# How much exercise for a mini?



## lily cd re

I just wrote a reply in your training questions thread, but now feel I need a reminder about how old Bella is. Unless she is an adolescent/older puppy I think that amount of exercise might even be excessive. If she is really young then definitely too much on leash time.


----------



## Daywalker

She's 8 months old. I've had her for 3 days. She previously lived with an older lady who ended up not being able to keep her for personal/health reasons. 

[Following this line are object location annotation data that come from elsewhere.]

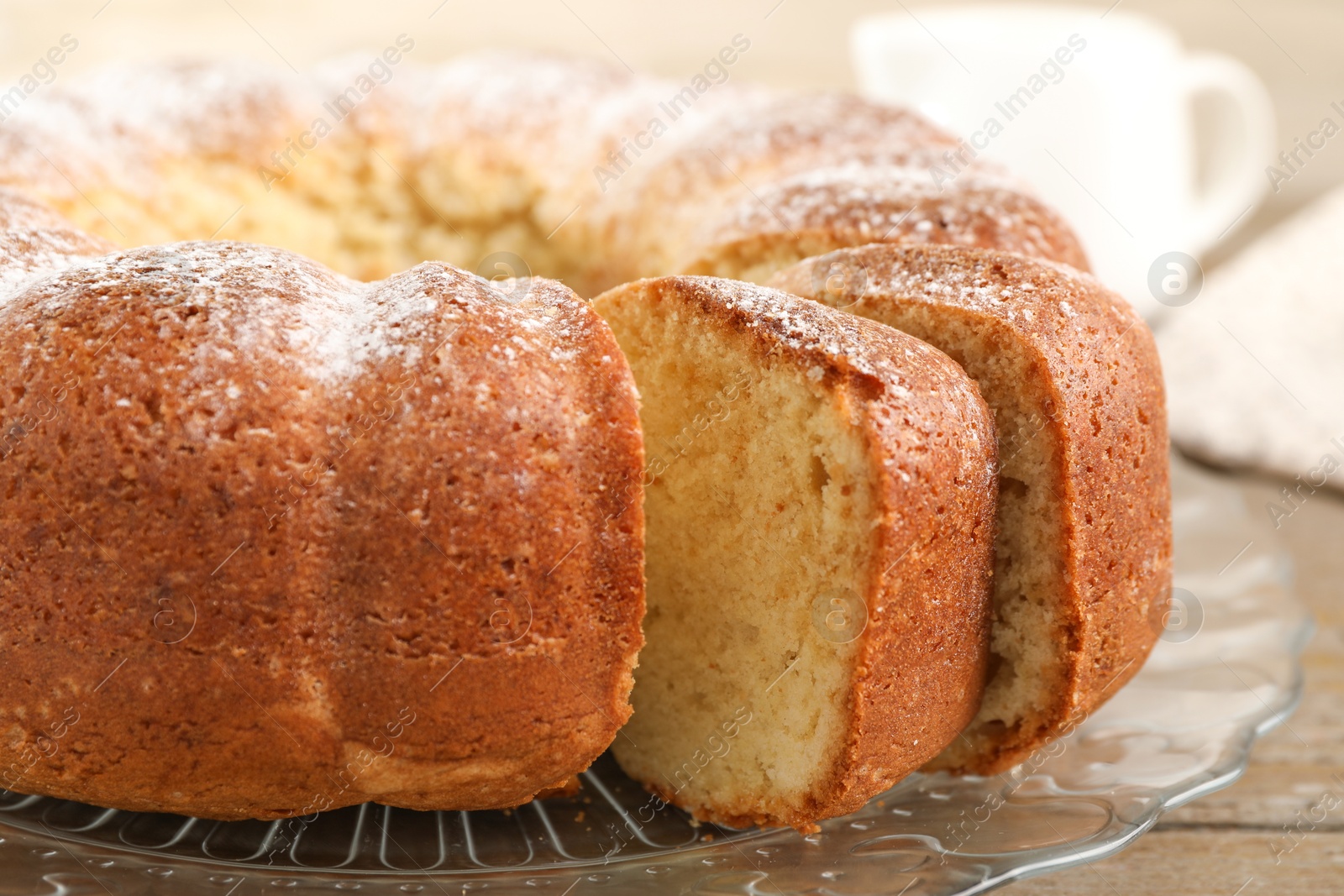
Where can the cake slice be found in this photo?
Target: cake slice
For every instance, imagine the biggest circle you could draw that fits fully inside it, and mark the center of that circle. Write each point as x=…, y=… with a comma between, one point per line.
x=1082, y=569
x=819, y=493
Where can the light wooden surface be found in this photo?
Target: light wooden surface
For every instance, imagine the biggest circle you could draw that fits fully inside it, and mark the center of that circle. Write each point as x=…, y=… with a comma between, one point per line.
x=1220, y=846
x=1227, y=840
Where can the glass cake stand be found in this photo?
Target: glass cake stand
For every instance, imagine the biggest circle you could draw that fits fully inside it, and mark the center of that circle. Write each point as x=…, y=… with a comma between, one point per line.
x=1225, y=672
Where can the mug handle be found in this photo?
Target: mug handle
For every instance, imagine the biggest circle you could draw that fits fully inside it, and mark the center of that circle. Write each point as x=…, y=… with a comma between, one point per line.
x=1245, y=147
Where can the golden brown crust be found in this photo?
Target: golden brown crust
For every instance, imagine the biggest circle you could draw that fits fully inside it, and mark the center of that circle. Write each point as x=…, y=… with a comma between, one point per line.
x=280, y=542
x=1099, y=365
x=931, y=438
x=833, y=208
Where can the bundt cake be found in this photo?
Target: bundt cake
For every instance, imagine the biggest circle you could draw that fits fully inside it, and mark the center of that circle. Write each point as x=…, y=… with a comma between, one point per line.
x=820, y=496
x=528, y=155
x=1082, y=559
x=282, y=542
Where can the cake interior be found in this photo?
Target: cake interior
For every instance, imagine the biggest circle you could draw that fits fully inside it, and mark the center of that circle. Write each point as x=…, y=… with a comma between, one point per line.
x=356, y=204
x=1028, y=647
x=759, y=503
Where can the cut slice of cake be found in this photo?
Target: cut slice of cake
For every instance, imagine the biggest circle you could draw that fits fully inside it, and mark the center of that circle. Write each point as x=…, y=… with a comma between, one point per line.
x=1082, y=567
x=819, y=496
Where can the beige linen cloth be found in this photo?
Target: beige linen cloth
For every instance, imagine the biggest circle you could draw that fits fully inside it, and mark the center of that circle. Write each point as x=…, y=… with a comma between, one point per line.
x=1254, y=365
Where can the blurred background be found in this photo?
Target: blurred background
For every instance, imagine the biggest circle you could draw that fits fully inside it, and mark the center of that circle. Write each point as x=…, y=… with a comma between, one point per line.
x=1290, y=45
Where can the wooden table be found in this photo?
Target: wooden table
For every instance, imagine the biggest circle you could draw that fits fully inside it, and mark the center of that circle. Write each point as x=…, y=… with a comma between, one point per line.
x=1225, y=844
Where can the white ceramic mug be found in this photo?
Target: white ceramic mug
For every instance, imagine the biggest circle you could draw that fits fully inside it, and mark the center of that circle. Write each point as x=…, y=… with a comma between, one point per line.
x=1097, y=112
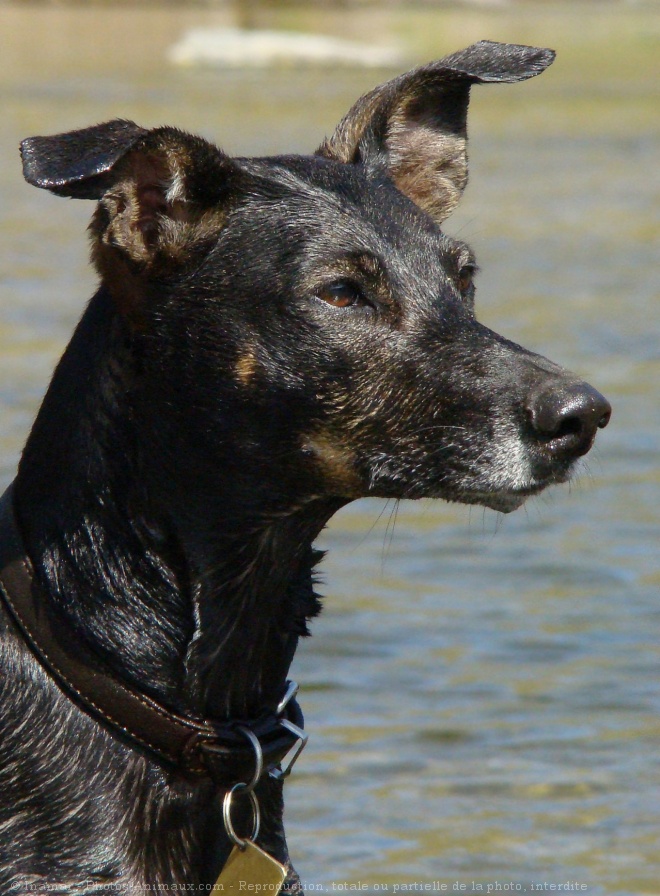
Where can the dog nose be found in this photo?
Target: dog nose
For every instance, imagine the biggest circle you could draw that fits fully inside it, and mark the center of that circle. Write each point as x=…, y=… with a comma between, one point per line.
x=566, y=417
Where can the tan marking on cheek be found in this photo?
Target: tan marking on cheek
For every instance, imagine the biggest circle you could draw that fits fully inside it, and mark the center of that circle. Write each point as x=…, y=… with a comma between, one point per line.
x=247, y=366
x=337, y=464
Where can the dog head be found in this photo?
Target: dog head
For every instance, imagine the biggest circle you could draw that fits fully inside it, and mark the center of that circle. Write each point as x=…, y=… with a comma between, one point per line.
x=305, y=329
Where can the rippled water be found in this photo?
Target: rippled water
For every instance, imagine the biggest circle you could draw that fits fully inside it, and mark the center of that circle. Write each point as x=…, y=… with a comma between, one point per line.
x=481, y=691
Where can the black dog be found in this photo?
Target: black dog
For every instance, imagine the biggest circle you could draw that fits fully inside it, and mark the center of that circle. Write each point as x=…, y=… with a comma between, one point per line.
x=272, y=338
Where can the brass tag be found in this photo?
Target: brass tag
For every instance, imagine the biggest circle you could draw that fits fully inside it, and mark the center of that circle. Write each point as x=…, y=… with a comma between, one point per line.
x=250, y=870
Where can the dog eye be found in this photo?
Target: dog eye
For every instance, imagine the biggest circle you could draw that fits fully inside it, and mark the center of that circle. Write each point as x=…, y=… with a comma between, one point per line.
x=466, y=277
x=342, y=294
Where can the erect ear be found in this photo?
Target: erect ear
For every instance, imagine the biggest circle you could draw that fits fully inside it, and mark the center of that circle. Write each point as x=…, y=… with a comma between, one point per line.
x=160, y=191
x=415, y=125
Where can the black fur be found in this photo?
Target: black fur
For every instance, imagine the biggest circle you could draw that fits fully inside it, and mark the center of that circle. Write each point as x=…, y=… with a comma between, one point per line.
x=271, y=339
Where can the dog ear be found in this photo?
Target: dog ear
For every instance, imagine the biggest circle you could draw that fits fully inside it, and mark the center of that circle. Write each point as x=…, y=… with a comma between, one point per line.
x=415, y=125
x=153, y=186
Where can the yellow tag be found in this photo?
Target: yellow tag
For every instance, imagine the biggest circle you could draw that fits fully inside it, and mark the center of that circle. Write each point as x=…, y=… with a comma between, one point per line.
x=252, y=871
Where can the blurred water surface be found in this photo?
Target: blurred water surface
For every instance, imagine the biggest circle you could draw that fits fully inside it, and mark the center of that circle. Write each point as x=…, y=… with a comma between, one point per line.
x=482, y=692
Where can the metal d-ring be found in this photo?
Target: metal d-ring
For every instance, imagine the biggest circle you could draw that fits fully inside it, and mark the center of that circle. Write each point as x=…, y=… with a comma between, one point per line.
x=258, y=758
x=226, y=815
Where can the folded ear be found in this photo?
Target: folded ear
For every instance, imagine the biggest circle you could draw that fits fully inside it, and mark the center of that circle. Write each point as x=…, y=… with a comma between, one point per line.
x=156, y=188
x=415, y=125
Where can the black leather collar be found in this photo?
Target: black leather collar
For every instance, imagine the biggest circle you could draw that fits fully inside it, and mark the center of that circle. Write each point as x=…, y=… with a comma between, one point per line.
x=219, y=750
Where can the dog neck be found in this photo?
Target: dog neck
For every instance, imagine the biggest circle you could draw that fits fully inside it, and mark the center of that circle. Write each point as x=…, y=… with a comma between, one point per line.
x=202, y=608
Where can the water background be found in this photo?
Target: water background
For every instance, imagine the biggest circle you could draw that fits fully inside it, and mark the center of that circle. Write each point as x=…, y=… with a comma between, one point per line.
x=481, y=691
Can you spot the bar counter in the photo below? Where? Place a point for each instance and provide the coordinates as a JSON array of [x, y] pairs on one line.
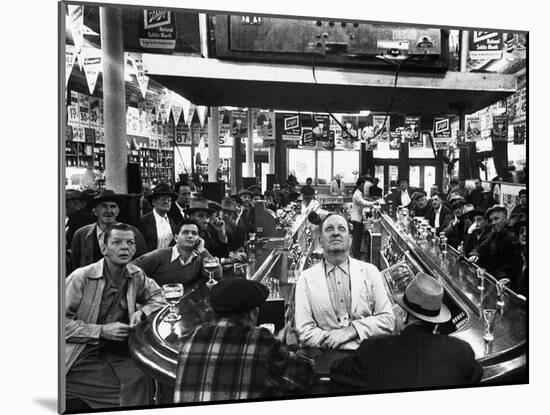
[[155, 343]]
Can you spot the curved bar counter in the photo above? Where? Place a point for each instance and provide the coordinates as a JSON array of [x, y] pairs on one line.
[[155, 343]]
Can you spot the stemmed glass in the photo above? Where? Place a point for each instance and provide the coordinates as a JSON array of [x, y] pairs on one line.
[[210, 265], [173, 293]]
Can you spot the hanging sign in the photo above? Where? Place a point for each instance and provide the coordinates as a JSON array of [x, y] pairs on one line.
[[92, 66], [411, 132], [473, 129], [380, 131], [157, 30], [500, 128], [70, 57], [519, 134], [291, 127], [485, 45]]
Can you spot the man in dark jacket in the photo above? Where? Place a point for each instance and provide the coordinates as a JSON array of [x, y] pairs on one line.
[[88, 241], [496, 253], [417, 357], [156, 226]]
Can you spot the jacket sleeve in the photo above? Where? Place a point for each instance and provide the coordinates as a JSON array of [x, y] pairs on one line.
[[78, 331], [150, 295], [306, 326], [382, 320]]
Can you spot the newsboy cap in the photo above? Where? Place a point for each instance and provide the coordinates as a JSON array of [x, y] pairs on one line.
[[235, 295]]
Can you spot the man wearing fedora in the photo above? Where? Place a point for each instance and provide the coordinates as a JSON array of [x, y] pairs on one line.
[[214, 234], [417, 357], [157, 227], [231, 358], [87, 243], [496, 253], [103, 301], [340, 301], [182, 263]]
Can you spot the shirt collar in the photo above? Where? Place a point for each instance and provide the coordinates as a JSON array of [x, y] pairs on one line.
[[176, 255], [158, 217], [344, 267]]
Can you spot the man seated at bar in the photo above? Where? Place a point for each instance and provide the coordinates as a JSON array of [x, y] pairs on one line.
[[340, 301], [440, 215], [156, 226], [101, 307], [87, 243], [417, 357], [232, 358], [181, 263], [496, 253]]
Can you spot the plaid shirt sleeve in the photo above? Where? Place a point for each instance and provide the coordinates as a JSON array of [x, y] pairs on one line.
[[290, 371]]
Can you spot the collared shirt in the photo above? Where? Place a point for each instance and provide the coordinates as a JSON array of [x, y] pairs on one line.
[[100, 235], [164, 231], [339, 287], [176, 255], [405, 198]]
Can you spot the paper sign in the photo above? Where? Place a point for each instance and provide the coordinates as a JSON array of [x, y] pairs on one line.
[[380, 131], [92, 66], [473, 129], [157, 30]]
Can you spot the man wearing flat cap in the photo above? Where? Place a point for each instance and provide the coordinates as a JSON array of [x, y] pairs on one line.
[[415, 358], [231, 358], [496, 253], [156, 226], [88, 242]]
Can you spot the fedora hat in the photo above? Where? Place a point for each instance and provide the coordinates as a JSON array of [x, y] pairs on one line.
[[229, 204], [235, 295], [198, 205], [162, 189], [423, 299], [107, 195], [496, 208]]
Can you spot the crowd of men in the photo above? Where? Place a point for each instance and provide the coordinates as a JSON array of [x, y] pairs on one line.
[[116, 271]]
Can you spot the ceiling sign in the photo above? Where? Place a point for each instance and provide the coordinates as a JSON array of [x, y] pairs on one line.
[[485, 45], [157, 30]]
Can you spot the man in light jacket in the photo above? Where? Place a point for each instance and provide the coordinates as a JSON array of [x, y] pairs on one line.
[[101, 306], [340, 301]]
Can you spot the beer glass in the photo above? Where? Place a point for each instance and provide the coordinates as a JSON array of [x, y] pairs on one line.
[[173, 293], [489, 315], [210, 264]]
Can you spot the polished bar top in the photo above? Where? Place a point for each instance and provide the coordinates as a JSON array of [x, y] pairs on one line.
[[458, 276]]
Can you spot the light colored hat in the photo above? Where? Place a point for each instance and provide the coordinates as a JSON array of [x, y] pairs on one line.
[[423, 298]]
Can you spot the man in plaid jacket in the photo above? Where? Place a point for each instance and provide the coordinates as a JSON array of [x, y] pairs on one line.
[[231, 358]]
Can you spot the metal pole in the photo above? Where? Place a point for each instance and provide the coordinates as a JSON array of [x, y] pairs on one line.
[[213, 144], [114, 97]]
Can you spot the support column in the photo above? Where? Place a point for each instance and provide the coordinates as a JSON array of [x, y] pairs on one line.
[[250, 146], [114, 99], [213, 144]]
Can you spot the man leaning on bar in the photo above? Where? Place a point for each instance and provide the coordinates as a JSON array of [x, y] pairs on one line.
[[341, 301]]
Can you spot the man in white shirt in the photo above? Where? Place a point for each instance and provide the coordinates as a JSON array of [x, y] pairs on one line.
[[340, 301], [157, 228]]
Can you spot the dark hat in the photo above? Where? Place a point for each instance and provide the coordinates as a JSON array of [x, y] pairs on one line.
[[229, 204], [72, 194], [234, 295], [107, 195], [214, 205], [198, 205], [423, 298], [237, 199], [255, 189], [496, 208], [162, 189], [245, 192]]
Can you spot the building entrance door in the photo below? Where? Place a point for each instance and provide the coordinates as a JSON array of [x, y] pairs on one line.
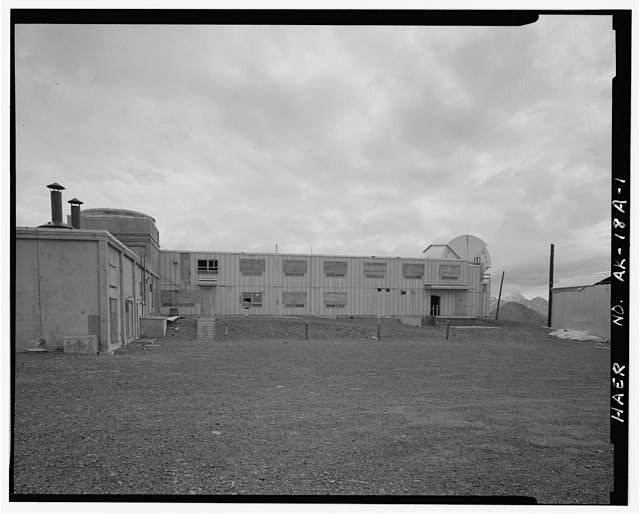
[[435, 305], [128, 315], [206, 301], [460, 307], [114, 328]]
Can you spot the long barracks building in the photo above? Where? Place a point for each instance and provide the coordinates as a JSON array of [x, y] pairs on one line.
[[223, 283], [93, 278]]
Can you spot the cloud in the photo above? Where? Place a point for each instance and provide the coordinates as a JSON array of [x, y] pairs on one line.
[[356, 140]]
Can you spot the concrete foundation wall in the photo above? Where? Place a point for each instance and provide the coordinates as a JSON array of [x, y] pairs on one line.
[[153, 327]]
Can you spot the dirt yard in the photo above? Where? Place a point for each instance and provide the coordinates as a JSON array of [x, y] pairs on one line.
[[498, 411]]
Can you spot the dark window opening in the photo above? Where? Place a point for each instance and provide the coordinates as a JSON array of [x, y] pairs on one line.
[[335, 268], [252, 266], [413, 270], [294, 267], [251, 299], [207, 266]]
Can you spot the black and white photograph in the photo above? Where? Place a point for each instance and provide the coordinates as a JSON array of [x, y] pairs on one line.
[[297, 256]]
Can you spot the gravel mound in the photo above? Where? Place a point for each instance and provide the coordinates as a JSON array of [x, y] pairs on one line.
[[516, 312]]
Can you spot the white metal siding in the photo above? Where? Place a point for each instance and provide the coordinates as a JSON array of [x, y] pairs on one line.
[[363, 297]]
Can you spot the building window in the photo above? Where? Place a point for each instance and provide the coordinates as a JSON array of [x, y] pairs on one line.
[[375, 270], [413, 270], [335, 268], [335, 299], [207, 266], [294, 267], [449, 272], [294, 299], [251, 266], [251, 299]]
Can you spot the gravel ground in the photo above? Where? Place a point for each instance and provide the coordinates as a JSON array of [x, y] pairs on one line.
[[505, 411]]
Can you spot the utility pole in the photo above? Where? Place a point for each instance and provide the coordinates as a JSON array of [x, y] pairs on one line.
[[550, 286], [499, 296]]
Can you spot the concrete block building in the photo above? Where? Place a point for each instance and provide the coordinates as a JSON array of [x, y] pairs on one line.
[[76, 282]]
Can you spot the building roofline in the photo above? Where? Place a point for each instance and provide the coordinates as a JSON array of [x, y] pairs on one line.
[[307, 256], [106, 211], [78, 235]]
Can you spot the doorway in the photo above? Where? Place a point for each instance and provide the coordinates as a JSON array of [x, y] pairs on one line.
[[128, 316], [435, 306], [206, 301], [113, 322]]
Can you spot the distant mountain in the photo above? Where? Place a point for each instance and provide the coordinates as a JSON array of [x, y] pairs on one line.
[[537, 304], [516, 312]]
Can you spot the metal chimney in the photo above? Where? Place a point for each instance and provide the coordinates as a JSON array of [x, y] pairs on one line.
[[56, 203], [75, 212], [56, 208]]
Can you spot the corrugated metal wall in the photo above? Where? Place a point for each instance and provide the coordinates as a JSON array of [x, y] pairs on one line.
[[388, 293], [586, 308]]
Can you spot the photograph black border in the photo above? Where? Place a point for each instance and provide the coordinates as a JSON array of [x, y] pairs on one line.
[[620, 209]]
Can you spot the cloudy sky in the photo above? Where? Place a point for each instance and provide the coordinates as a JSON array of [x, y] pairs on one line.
[[347, 140]]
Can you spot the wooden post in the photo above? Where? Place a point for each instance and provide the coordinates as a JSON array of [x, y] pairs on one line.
[[499, 296], [550, 285]]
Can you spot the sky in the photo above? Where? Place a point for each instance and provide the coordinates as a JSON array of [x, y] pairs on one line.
[[337, 140]]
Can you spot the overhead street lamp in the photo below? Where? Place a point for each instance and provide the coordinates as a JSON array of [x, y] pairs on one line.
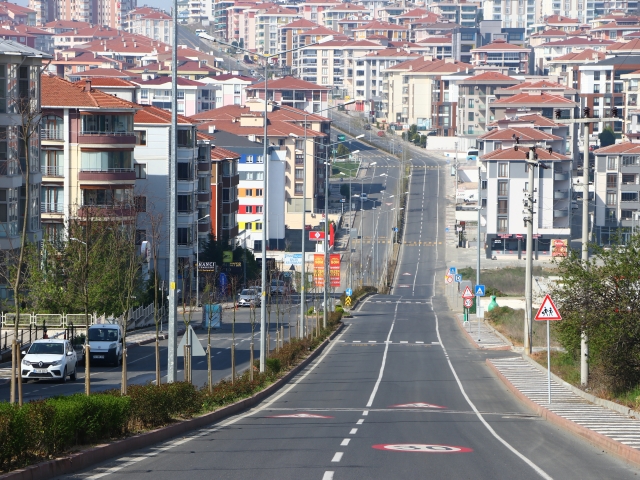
[[198, 261], [304, 209], [265, 160]]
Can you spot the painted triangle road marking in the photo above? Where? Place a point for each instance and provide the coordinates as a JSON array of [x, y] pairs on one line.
[[548, 310], [299, 415]]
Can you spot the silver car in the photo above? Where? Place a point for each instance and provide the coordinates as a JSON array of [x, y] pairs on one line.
[[249, 297]]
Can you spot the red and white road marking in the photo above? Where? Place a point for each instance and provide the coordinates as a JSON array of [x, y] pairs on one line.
[[421, 448], [416, 405], [299, 415]]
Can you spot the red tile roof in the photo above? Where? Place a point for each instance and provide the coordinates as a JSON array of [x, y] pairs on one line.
[[533, 100], [522, 155], [57, 92]]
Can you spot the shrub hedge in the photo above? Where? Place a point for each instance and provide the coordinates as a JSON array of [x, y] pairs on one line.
[[46, 428]]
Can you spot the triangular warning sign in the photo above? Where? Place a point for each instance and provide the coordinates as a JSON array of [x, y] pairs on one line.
[[196, 346], [548, 310]]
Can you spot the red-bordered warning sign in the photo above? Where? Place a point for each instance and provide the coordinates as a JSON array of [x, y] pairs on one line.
[[421, 448], [548, 310]]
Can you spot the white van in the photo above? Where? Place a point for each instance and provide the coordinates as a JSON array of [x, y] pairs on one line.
[[105, 342]]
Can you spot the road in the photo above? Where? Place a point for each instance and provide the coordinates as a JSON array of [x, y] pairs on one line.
[[398, 394], [141, 359]]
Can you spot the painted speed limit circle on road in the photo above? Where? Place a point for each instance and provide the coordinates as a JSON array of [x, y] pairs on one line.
[[421, 448]]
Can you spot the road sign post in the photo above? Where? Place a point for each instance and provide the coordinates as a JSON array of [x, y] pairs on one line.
[[548, 312]]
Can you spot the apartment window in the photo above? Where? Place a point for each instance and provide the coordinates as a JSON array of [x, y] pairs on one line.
[[503, 189], [140, 203], [141, 170]]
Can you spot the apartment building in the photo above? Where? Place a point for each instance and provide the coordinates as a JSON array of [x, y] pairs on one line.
[[20, 80], [617, 191], [504, 179], [152, 129], [150, 22], [193, 96], [502, 54], [87, 160]]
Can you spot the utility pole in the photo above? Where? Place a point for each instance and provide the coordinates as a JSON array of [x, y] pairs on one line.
[[586, 111]]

Right now, Bella trots happily on walks (in the morning on the road; in the evening, laps of the yard because the pavement is hot). I'd absolutely do less if she looked tired or unhappy or if I ended up carrying her home. Even with two walks,when I let her loose, she still uses up most of the 2.5 acre yard running with Casper (10 years) until he's ready to go inside and then Bella still wants to play fetch. I let Casper loose on most of Bell's potty breaks but his recall is reliable and hers isn't so I'm reluctant to let her free (the yard is fenced but it's too big of a yard for me to want to chase her in it).


----------



## fjm

I would say it sounds about right, although if she has lived with an elderly lady who may not have walked her much I think you are wise to watch and make sure it is not too much too soon. Half an hour at a time leash walking plus free play and sniff time is a good combination - as you get to know each other better and can rely on her recall perhaps you could work up to longer walks off leash somewhere safe. My toys will happily do 3 miles or more off leash walking, when they can go at their own pace and pause to sniff and explore, and I Bella sounds to be very similar in size to Poppy.


----------



## lily cd re

Okay then, since you referred to her as a puppy I was thinking she was younger. I think of an 8 month old as a young adolescent more than a puppy. I agree with fjm then.


----------



## MollyMuiMa

I think you are doing fine! Being that you are on acreage and on soft surfaces and not cement, her joints are pretty safe. My Molly has had free access to our yard/patio ever since she was a pup while on a 30 ft longline( I live in an apartment) and regimented walks 2x a day for 30-60 mins with no harm at all. The longline was very helpful in teaching her an excellent recall! At 8 months old your girl is almost done growing but building muscle slowly will protect her knees for sure!


----------